B. funkcjonariusze UOP ściągali haracze?
Gdańska Prokuratura Okręgowa nie komentuje
doniesień mediów, jakoby badała, dlaczego policja nie wszczęła
śledztwa w sprawie rzekomego zbierania haraczy od właścicieli
automatów do gier przez byłych oficerów UOP.
Józef Fedosiuk, szef gdańskiej Prokuratury Okręgowej, która prowadzi m.in postępowanie dotyczące wymuszania haraczy od właścicieli automatów, powiedział, że doniesienia jednej z gazet pozostawia bez komentarza.
Poniedziałkowy "Super Express" napisał, że oficerowie dawnego Urzędu Ochrony Państwa zbierali haracze od właścicieli automatów do gier od 2000 r. Pieniądze z haraczy były potrzebne do nielegalnego finansowania operacji służb specjalnych. Takie informacje mieli zdobyć ponad rok temu funkcjonariusze Komendy Głównej Policji, ale nic z tą sprawą nie zrobili. Do gdańskiej prokuratury dokumenty w tej sprawie dotarły jesienią 2003 r. Według "SE", sprawą policjantów z KGP zajmuje się gdańska prokuratura.
Jak doniosła gazeta, funkcjonariusze zostali oficjalnie zwolnieni ze służby za to, że wyjeździli za dużo kilometrów służbowymi autami.

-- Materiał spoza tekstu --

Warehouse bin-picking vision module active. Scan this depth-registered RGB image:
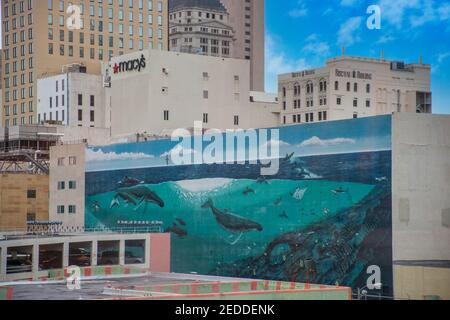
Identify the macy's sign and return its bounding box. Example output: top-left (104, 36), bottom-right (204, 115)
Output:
top-left (113, 54), bottom-right (147, 74)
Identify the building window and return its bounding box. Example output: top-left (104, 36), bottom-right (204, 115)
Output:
top-left (69, 205), bottom-right (77, 214)
top-left (69, 157), bottom-right (77, 166)
top-left (27, 190), bottom-right (36, 199)
top-left (56, 206), bottom-right (64, 214)
top-left (69, 181), bottom-right (77, 190)
top-left (27, 213), bottom-right (36, 222)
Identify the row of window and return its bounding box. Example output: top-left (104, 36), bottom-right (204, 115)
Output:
top-left (5, 115), bottom-right (34, 127)
top-left (38, 109), bottom-right (95, 123)
top-left (163, 110), bottom-right (239, 126)
top-left (58, 156), bottom-right (77, 167)
top-left (56, 205), bottom-right (77, 214)
top-left (283, 111), bottom-right (328, 124)
top-left (58, 181), bottom-right (77, 190)
top-left (282, 80), bottom-right (371, 97)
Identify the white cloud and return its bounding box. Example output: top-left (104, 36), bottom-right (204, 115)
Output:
top-left (341, 0), bottom-right (359, 7)
top-left (299, 136), bottom-right (356, 147)
top-left (160, 144), bottom-right (195, 158)
top-left (266, 34), bottom-right (309, 92)
top-left (289, 0), bottom-right (308, 18)
top-left (263, 140), bottom-right (290, 148)
top-left (337, 17), bottom-right (362, 46)
top-left (376, 35), bottom-right (396, 44)
top-left (303, 33), bottom-right (330, 57)
top-left (86, 149), bottom-right (154, 162)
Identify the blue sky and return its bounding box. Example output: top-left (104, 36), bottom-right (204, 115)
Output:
top-left (266, 0), bottom-right (450, 114)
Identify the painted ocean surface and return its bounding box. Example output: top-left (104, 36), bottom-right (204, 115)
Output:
top-left (86, 151), bottom-right (392, 292)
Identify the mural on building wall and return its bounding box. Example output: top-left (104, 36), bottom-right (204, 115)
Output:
top-left (86, 116), bottom-right (392, 294)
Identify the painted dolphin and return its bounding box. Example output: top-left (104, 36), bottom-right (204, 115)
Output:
top-left (291, 188), bottom-right (308, 200)
top-left (117, 186), bottom-right (164, 210)
top-left (242, 187), bottom-right (256, 196)
top-left (202, 199), bottom-right (263, 233)
top-left (166, 222), bottom-right (188, 238)
top-left (110, 191), bottom-right (137, 208)
top-left (331, 187), bottom-right (348, 194)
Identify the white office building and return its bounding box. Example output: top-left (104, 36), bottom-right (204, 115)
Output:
top-left (278, 56), bottom-right (432, 125)
top-left (37, 66), bottom-right (107, 128)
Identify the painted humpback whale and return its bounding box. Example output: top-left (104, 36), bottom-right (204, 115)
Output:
top-left (117, 185), bottom-right (164, 211)
top-left (202, 199), bottom-right (263, 245)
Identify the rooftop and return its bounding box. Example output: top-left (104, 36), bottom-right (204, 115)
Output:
top-left (169, 0), bottom-right (227, 12)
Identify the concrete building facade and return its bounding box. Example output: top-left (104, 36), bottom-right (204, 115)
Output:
top-left (49, 143), bottom-right (86, 231)
top-left (278, 56), bottom-right (432, 125)
top-left (169, 0), bottom-right (265, 91)
top-left (104, 50), bottom-right (278, 138)
top-left (0, 173), bottom-right (49, 231)
top-left (2, 0), bottom-right (168, 126)
top-left (37, 67), bottom-right (106, 128)
top-left (169, 0), bottom-right (234, 58)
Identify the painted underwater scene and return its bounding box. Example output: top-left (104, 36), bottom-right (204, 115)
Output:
top-left (86, 151), bottom-right (392, 293)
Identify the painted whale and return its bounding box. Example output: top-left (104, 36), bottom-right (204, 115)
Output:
top-left (117, 185), bottom-right (164, 210)
top-left (202, 199), bottom-right (263, 233)
top-left (118, 176), bottom-right (144, 188)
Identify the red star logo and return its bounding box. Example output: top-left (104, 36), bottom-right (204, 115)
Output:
top-left (114, 63), bottom-right (119, 74)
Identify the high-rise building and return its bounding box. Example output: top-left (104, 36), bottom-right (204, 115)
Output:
top-left (1, 0), bottom-right (168, 127)
top-left (278, 56), bottom-right (432, 125)
top-left (169, 0), bottom-right (265, 91)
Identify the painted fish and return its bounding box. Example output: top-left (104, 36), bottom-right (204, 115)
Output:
top-left (202, 199), bottom-right (263, 233)
top-left (278, 211), bottom-right (289, 219)
top-left (291, 188), bottom-right (308, 200)
top-left (273, 197), bottom-right (283, 206)
top-left (331, 187), bottom-right (348, 194)
top-left (175, 218), bottom-right (186, 226)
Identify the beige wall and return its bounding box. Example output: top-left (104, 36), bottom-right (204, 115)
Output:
top-left (0, 173), bottom-right (49, 230)
top-left (392, 113), bottom-right (450, 299)
top-left (49, 143), bottom-right (86, 228)
top-left (394, 265), bottom-right (450, 300)
top-left (105, 50), bottom-right (277, 138)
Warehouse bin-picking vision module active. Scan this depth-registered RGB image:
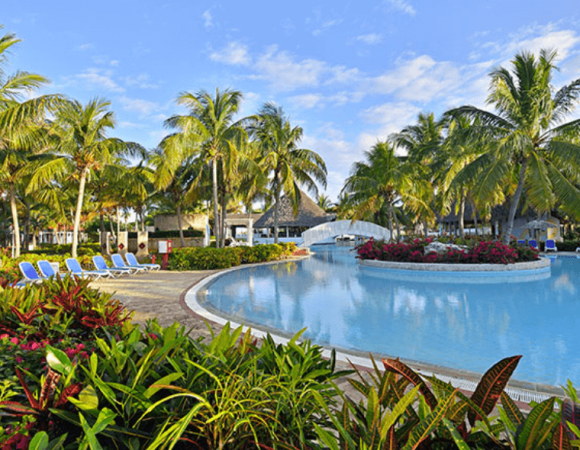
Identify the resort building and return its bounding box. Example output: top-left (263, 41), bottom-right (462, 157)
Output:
top-left (254, 192), bottom-right (336, 244)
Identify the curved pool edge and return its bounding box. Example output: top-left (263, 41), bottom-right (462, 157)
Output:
top-left (359, 258), bottom-right (550, 275)
top-left (180, 256), bottom-right (564, 403)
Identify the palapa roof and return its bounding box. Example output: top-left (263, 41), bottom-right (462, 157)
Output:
top-left (254, 192), bottom-right (336, 228)
top-left (226, 213), bottom-right (263, 227)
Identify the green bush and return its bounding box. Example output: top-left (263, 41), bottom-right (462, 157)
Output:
top-left (169, 244), bottom-right (296, 270)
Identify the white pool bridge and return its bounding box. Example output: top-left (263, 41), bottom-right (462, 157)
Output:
top-left (299, 220), bottom-right (391, 247)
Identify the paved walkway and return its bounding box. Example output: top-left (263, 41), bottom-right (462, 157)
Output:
top-left (91, 270), bottom-right (360, 400)
top-left (91, 270), bottom-right (221, 337)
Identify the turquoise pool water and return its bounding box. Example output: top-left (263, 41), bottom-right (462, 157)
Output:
top-left (198, 246), bottom-right (580, 385)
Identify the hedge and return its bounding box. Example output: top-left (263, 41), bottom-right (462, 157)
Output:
top-left (169, 242), bottom-right (296, 270)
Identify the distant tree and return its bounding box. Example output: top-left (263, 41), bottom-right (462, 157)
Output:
top-left (31, 98), bottom-right (143, 258)
top-left (447, 50), bottom-right (580, 244)
top-left (255, 103), bottom-right (327, 242)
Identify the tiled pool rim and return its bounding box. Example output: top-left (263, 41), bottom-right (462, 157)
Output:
top-left (181, 256), bottom-right (564, 403)
top-left (360, 258), bottom-right (550, 275)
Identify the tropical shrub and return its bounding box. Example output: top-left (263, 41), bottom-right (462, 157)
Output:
top-left (169, 243), bottom-right (296, 270)
top-left (357, 238), bottom-right (539, 264)
top-left (0, 280), bottom-right (345, 449)
top-left (316, 356), bottom-right (580, 450)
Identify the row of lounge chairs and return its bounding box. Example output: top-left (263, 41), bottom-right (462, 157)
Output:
top-left (16, 253), bottom-right (161, 287)
top-left (518, 239), bottom-right (558, 252)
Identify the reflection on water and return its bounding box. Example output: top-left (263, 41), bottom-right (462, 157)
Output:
top-left (199, 246), bottom-right (580, 385)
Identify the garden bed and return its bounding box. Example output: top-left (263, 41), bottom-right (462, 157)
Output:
top-left (360, 258), bottom-right (550, 272)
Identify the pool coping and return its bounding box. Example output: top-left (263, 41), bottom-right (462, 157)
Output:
top-left (179, 256), bottom-right (565, 403)
top-left (359, 258), bottom-right (550, 275)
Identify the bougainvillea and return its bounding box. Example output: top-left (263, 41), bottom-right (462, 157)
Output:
top-left (357, 238), bottom-right (539, 264)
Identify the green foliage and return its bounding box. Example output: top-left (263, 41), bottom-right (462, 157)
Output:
top-left (169, 243), bottom-right (296, 270)
top-left (316, 356), bottom-right (580, 450)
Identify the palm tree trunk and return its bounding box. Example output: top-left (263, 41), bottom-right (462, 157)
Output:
top-left (274, 180), bottom-right (280, 244)
top-left (388, 203), bottom-right (395, 241)
top-left (211, 158), bottom-right (220, 248)
top-left (176, 203), bottom-right (185, 248)
top-left (71, 169), bottom-right (87, 258)
top-left (459, 193), bottom-right (465, 241)
top-left (10, 183), bottom-right (20, 258)
top-left (24, 201), bottom-right (31, 251)
top-left (502, 158), bottom-right (528, 245)
top-left (220, 193), bottom-right (228, 248)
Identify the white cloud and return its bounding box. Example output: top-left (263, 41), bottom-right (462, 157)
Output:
top-left (119, 96), bottom-right (159, 117)
top-left (290, 94), bottom-right (323, 109)
top-left (355, 33), bottom-right (383, 45)
top-left (312, 19), bottom-right (343, 36)
top-left (251, 45), bottom-right (327, 91)
top-left (121, 73), bottom-right (159, 89)
top-left (77, 44), bottom-right (95, 52)
top-left (209, 41), bottom-right (251, 66)
top-left (386, 0), bottom-right (417, 16)
top-left (119, 121), bottom-right (145, 128)
top-left (76, 68), bottom-right (125, 92)
top-left (201, 9), bottom-right (213, 28)
top-left (357, 102), bottom-right (421, 152)
top-left (372, 55), bottom-right (463, 102)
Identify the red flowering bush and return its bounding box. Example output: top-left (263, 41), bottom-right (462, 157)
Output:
top-left (357, 238), bottom-right (539, 264)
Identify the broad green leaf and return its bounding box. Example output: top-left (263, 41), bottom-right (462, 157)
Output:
top-left (46, 345), bottom-right (73, 375)
top-left (516, 397), bottom-right (557, 450)
top-left (467, 355), bottom-right (522, 426)
top-left (443, 419), bottom-right (469, 450)
top-left (28, 431), bottom-right (48, 450)
top-left (69, 384), bottom-right (99, 411)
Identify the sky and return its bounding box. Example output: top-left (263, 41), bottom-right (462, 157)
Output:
top-left (0, 0), bottom-right (580, 201)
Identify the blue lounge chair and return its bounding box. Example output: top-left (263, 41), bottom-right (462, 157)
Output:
top-left (36, 259), bottom-right (60, 278)
top-left (111, 253), bottom-right (147, 272)
top-left (18, 261), bottom-right (43, 283)
top-left (125, 253), bottom-right (161, 270)
top-left (65, 258), bottom-right (111, 280)
top-left (93, 255), bottom-right (132, 277)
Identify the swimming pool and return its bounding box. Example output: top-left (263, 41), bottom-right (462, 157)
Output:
top-left (197, 246), bottom-right (580, 385)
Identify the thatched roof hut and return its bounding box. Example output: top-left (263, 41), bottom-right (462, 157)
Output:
top-left (254, 192), bottom-right (336, 228)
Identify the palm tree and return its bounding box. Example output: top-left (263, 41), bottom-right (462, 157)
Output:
top-left (30, 98), bottom-right (143, 258)
top-left (0, 27), bottom-right (61, 257)
top-left (316, 194), bottom-right (335, 212)
top-left (165, 88), bottom-right (247, 247)
top-left (255, 103), bottom-right (327, 243)
top-left (447, 50), bottom-right (580, 244)
top-left (341, 142), bottom-right (422, 238)
top-left (150, 142), bottom-right (207, 247)
top-left (389, 113), bottom-right (443, 236)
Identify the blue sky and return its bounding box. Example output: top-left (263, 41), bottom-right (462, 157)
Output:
top-left (2, 0), bottom-right (580, 200)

Gdańska prokuratura prowadzi dwa postępowania związane z grami losowymi. Od grudnia 2002 r. prowadzona jest sprawa dotycząca wymuszania haraczy od firm czerpiących korzyści z automatów do gier. Obecnie jest 10 podejrzanych. Od końca 2003 r. gdańska prokuratura sprawdza także, czy doszło do nieprawidłowości przy pracach legislacyjnych nad ustawą o grach losowych. Rozpatrywany przez nią materiał dowodowy wyłączono do odrębnego postępowania z umorzonej 23 grudnia sprawy rzekomego przyjęcia w 2002 r. przez posła SLD Jerzego Jaskiernię 10 mln dolarów w związku z tą ustawą.
Śledztwo w sprawie "łapówki za ustawę" zostało wszczęte pod koniec sierpnia 2003 r. po doniesieniu byłego posła Samoobrony Zbigniewa Nowaka. Utrzymywał on, że słyszał, jakoby Jaskiernia miał przyjąć 10 mln USD w zamian za uchwalenie przez Sejm ustawy o grach losowych z zapisami korzystnymi dla właścicieli automatów do takich gier.